Sulh Ceza Hakimliğine karşı itirazlarıma verilen cevaplar ise bütünüyle düzmece ve anlamsız. Hali hazırda var olan hukuk yasalarını örneklemelerle de dile getirmeme rağmen karşılığında kendi yasalarından bir haberleri yokmuş gibi yanıtlar: “…itiraz eden her ne kadar Anayasanın 2, 24, 25, 90 maddeleri ile Avrupa İnsan Hakları Sözleşme’sinin 9. Maddesi ve Birleşmiş Milletler Medeni ve Siyasal Haklar Sözleşmesi’nin 18. Maddesi uyarınca sahip olduğu din ve vicdan özgürlüğü temelinde zorunlu askerlik hizmetini reddettiğinden ve buna bağlı olarak yoklama yaptırmamasına/askeri birliğe teslim olmama yönündeki davranışlarının, din ve vicdan hürriyeti kapsamında değerlendirilmesini talep etmiş ise de, söz konusu talebe ilişkin yasada herhangi bir düzenlemenin bulunmadığı anlaşıldığından…”

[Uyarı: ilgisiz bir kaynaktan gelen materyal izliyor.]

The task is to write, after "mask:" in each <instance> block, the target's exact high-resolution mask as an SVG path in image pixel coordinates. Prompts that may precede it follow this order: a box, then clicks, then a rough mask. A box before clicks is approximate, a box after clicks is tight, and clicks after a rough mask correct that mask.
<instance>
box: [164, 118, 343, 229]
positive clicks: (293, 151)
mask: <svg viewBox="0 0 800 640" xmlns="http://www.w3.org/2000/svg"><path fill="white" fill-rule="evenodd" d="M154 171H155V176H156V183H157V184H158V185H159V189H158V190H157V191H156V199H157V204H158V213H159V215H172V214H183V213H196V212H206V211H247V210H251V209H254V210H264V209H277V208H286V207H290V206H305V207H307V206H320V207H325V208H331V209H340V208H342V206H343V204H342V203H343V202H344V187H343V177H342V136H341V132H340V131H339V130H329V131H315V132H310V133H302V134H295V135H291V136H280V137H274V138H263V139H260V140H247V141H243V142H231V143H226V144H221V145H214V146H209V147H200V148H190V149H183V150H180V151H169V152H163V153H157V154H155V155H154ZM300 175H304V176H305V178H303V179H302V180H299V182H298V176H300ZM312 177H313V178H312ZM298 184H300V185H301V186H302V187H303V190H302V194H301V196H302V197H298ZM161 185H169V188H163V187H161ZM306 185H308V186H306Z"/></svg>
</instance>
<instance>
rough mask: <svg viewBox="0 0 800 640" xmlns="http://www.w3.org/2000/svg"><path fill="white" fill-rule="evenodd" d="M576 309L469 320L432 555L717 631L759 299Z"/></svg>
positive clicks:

Düşünce, vicdan, dini inanç, kanaat hürriyetine değinen diğer maddeleri geçelim diyelim Anayasanın 90. Maddesi açıktır ki “Usulüne göre yürürlüğe konulmuş temel hak ve özgürlüklere ilişkin milletlerarası andlaşmalarla kanunların aynı konuda farklı hükümler içermesi nedeniyle çıkabilecek uyuşmazlıklarda milletlerarası andlaşma hükümleri esas alınır.”. Yasada bulunan hali hazırdaki bu düzenleme nasıl oluyor da “düzenleme bulunmuyor” denilerek geri çeviriliyor. “Ayrıca” bir düzenlemeden bahsediyor ise bunun belirtilmesi gerekir, kaldı ki “ayırca” bir düzenlemenin olmayışı bireye yapılan bu baskıyı hükümsüz kılmasının yanında bu “ayrıca” bir düzenlemenin – o kadar dosyaya ve Türkiye’nin adeletsizliğini kanıtlar nitelikte AİHM’nin kararlarına rağmen – bu zamana kadar yapılmamış olması da devletin suçudur.
Sulh Ceza Hakimliği’nin kesin kararının açıklandığı tebligatında ise itirazlarımın içerisinde yazıya döktüğüm herhangi bir şeye küçük bir karşılık dahi yok. Üzerime addedilen idarî yaptırımlara karşı başvuru yollarımın tüketildiğine dair Anayasa Mahkemesine dosyamı sunmuş bulunuyorum. Ama şunu da açıkça göz önüne sermeyi de es geçmemek gerekir, tüketilecek bir başvuru yolu bile yoktu ortada!
Sistem/iktidar kendi varlığının teminatı için söz söyleme hakkı veriyor. Hak istendiğinde kendi yasasındaki bağlamları kaydırıyor, uzatıyor çekiştiriyor. Sistem kendine dair bir olumsuz olay yaşadığında tanıklar susturulana, tanıklar yok edilene, tanıklar yok olana kadar hukuksal işlemi sürüncemeye alıyor. Bu baskı ve şiddet kültürünü her geçen gün daha fazla yaşıyoruz. Sesimizi yükselttikçe boğazımızdaki el daha da daralıyor. Ancak kendimiz gibi buna maruz kalanları gördükçe, birbirimize tanık oldukça, ağzımızı kapatsalar elimizi bağlasalar bile birbirimizin gözlerinin içlerine bakarak katlanabiliyor ve duruşumuzu bozmadan dayanışarak devam edebiliyoruz.”
Son olarak vicdani retçi Barış Atal “Sadece özgürce yaşayabilmek için değil, yaşatmak için vicdani ret!” diyerek sözlerini bitirdi.